London’s GHO, Singapore’s CBC to merge into $21 billion healthcare investor

Industry:    5 days ago

London-based Global Healthcare Opportunities (GHO) and Singapore’s CBC Group ‌on Wednesday said they would merge, creating what they called the world’s largest healthcare-focused investment manager with more than $21 billion in assets.

The deal brings together two specialist healthcare investors as financial firms ​globally seek greater scale and a wider reach in private markets.

It also comes as ​ageing populations, rising medical costs and faster use of technology are ⁠drawing more capital into drug development, medical devices, diagnostics, healthcare infrastructure and health technology.

The ​combined company will have more than 200 investment and operating professionals in 13 offices ​across North America, Europe and Asia-Pacific, the firms said in a statement.

Those regions account for about 90% of global healthcare research and development spending, they added.

The Financial Times first reported about the planned ​merger on Wednesday.

The transaction is expected to close in early 2027, subject to ​regulatory approvals and other customary conditions, according to their statement. GHO and CBC will operate separately until ‌the ⁠deal is completed.

CBC founder and CEO Fu Wei and GHO co-founder and managing partner Mike Mortimer will become co-chief executives of the combined firm, the statement said. GHO co-founder and Vice Chair Lady Mireille Gillings and Fu will co-chair the board.

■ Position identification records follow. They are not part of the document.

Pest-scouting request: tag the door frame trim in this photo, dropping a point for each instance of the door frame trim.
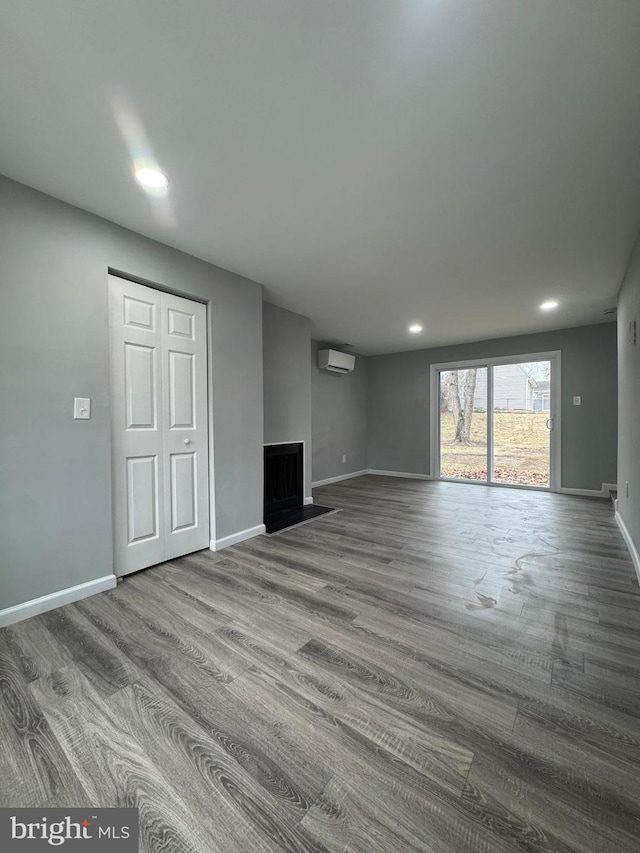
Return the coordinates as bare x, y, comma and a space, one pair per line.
555, 444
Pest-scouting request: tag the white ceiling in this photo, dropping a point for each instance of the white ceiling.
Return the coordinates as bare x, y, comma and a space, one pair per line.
372, 162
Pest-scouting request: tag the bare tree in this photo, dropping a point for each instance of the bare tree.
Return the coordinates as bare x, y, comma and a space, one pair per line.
462, 410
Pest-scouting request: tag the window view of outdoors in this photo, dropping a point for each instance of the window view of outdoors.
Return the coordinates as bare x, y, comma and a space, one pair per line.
521, 438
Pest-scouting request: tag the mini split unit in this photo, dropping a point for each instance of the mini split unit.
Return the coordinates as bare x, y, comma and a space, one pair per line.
337, 362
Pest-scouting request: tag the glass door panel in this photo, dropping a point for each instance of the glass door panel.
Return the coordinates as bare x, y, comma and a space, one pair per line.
463, 424
521, 438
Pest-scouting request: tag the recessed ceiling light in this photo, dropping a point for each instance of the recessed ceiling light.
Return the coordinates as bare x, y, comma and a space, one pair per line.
152, 178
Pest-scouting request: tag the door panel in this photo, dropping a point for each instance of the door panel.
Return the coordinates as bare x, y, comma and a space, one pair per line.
140, 386
183, 491
463, 424
185, 435
181, 390
159, 425
510, 433
521, 440
142, 498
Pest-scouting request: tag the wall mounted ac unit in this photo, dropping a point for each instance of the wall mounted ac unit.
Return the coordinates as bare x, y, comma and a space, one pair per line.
338, 362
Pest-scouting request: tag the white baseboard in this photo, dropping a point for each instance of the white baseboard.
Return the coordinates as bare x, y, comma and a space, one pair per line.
339, 478
55, 599
402, 474
631, 545
234, 538
591, 493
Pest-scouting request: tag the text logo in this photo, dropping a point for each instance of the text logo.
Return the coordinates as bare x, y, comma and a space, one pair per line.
102, 830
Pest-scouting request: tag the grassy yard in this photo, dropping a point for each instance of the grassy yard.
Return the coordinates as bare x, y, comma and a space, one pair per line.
521, 449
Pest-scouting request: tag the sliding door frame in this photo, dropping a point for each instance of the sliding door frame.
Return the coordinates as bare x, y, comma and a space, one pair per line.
555, 442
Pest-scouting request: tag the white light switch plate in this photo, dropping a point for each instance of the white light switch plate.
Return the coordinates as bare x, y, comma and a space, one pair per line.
82, 408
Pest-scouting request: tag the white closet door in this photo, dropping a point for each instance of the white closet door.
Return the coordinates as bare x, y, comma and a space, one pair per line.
159, 425
185, 440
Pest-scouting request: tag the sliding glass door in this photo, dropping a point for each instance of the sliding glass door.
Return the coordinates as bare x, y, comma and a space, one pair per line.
463, 424
521, 424
496, 421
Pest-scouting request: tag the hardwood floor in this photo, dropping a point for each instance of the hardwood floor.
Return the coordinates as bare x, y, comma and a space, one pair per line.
438, 667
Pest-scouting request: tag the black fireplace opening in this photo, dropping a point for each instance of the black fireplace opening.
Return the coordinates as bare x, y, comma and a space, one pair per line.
283, 477
284, 488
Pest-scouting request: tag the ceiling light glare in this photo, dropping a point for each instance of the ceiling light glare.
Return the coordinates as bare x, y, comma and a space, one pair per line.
152, 178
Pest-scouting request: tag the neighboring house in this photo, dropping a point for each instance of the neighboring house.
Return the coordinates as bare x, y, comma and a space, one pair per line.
542, 396
513, 388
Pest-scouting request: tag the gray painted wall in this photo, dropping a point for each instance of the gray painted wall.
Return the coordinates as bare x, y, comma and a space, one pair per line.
629, 400
399, 394
339, 418
287, 381
55, 496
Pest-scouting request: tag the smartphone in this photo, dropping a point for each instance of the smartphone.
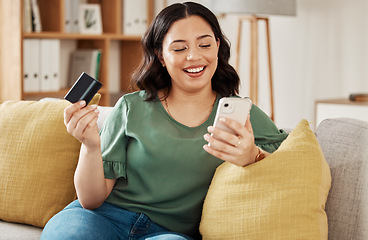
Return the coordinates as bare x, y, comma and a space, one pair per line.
233, 108
83, 89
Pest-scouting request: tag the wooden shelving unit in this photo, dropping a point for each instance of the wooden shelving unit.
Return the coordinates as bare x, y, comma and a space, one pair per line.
52, 17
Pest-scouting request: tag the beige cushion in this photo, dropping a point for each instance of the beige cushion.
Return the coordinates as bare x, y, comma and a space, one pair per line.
37, 161
280, 197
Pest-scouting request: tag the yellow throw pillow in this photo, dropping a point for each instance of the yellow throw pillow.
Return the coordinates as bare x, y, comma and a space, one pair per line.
280, 197
38, 158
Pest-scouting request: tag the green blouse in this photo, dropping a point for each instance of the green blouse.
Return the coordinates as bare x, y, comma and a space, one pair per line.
159, 163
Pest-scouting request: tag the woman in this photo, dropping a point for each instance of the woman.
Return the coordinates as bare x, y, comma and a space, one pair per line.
149, 171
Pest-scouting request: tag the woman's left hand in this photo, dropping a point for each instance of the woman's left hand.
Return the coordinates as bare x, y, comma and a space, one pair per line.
238, 148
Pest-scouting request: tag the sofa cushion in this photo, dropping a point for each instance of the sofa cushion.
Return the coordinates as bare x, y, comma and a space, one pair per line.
38, 158
345, 145
281, 197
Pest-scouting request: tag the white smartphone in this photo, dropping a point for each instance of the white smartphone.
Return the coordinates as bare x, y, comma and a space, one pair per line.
233, 108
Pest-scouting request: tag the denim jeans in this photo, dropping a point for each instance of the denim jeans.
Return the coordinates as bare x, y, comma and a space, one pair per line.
106, 222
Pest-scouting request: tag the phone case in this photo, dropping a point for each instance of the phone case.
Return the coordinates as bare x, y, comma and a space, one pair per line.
233, 108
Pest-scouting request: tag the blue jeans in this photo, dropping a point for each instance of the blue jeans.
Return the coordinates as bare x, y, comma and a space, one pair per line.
106, 222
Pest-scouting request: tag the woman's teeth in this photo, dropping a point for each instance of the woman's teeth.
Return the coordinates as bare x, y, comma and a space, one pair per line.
195, 70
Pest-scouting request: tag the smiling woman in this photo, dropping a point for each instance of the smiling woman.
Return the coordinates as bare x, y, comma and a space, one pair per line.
148, 166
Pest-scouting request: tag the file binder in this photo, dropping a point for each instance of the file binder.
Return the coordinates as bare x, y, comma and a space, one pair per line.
50, 65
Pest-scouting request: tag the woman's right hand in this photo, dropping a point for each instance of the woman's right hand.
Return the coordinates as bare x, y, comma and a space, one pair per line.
82, 123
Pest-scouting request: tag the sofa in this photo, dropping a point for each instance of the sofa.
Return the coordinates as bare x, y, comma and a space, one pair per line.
344, 143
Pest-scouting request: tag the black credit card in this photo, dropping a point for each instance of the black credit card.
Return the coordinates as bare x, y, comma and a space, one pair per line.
83, 89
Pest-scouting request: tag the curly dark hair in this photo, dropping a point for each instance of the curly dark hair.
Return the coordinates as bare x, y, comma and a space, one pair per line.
151, 76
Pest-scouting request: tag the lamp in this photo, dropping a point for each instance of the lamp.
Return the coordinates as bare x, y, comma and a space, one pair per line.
250, 10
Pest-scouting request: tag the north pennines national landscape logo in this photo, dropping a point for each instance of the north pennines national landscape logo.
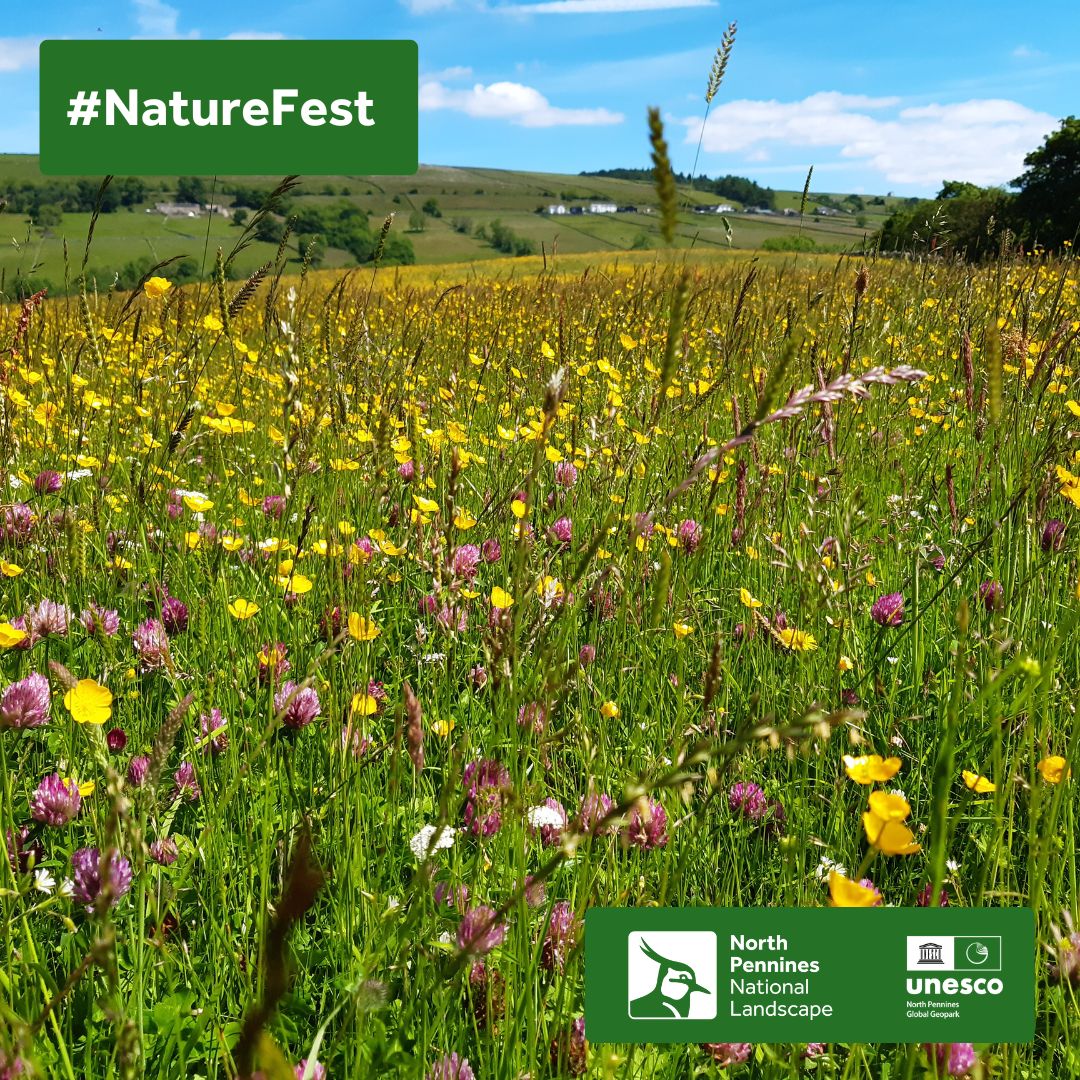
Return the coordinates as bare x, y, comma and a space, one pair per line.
671, 974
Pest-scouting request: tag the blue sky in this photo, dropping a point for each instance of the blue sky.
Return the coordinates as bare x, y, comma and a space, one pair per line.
892, 102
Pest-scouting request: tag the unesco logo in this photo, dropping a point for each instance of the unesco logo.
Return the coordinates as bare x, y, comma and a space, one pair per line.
954, 953
671, 974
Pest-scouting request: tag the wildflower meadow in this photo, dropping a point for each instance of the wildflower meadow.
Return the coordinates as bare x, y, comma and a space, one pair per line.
361, 631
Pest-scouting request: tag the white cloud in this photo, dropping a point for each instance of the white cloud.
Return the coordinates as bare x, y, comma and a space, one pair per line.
18, 53
981, 140
156, 18
602, 7
448, 75
510, 100
427, 7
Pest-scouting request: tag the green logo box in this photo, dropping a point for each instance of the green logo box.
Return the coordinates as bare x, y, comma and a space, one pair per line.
246, 108
748, 974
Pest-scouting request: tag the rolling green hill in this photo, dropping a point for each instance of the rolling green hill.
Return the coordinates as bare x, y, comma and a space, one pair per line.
458, 229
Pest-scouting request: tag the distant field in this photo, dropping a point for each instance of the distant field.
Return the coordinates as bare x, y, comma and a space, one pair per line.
467, 198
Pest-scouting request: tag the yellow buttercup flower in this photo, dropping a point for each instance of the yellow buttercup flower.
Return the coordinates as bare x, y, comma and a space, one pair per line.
89, 702
364, 704
844, 892
979, 784
10, 636
243, 609
157, 287
1053, 769
871, 768
361, 629
797, 640
885, 824
501, 599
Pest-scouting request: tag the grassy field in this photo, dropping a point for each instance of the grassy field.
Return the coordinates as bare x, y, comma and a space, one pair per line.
476, 197
300, 576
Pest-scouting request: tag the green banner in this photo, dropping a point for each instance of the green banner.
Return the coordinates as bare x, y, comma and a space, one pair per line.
893, 974
254, 108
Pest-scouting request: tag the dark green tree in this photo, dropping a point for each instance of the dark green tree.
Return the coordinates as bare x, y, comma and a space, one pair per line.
1047, 208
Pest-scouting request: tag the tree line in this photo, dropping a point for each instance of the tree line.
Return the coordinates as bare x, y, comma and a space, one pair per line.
1042, 210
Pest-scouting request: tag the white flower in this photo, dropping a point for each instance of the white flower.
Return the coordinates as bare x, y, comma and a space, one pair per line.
431, 838
826, 866
545, 817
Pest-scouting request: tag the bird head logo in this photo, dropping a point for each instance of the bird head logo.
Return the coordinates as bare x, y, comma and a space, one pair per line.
676, 983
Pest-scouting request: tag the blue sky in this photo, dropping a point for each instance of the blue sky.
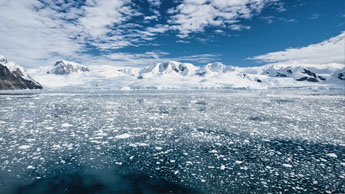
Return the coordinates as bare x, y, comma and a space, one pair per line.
141, 32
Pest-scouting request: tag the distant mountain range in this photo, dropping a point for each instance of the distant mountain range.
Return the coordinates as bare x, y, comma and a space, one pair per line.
176, 75
13, 76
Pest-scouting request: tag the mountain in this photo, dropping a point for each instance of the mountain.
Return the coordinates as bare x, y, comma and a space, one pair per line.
13, 76
176, 75
171, 68
66, 67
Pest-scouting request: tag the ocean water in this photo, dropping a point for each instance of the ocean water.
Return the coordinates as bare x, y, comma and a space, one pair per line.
172, 142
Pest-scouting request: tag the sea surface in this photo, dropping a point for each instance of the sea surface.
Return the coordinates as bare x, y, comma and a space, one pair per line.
232, 141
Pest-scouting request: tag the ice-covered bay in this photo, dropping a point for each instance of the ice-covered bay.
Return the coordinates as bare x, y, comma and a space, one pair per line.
207, 142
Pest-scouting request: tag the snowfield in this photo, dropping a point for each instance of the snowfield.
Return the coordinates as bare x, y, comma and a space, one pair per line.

GHO said ​the deal would give ​its North American ⁠and European portfolio companies stronger access to Asia-Pacific, while CBC said its Asian healthcare companies would gain from wider global market insight ​and support.

“In particular, AI is a fast-evolving force in healthcare ​and life ⁠sciences and so AI applications in these fields will continue to be a focus moving forward,” said Gillings.

GHO has $10.5 billion in assets under management, while CBC has $10.8 billion, according to ⁠the ​statement.

Existing funds and portfolio companies will remain under their ​current investment teams, with no changes to mandates, governance or ownership, they added.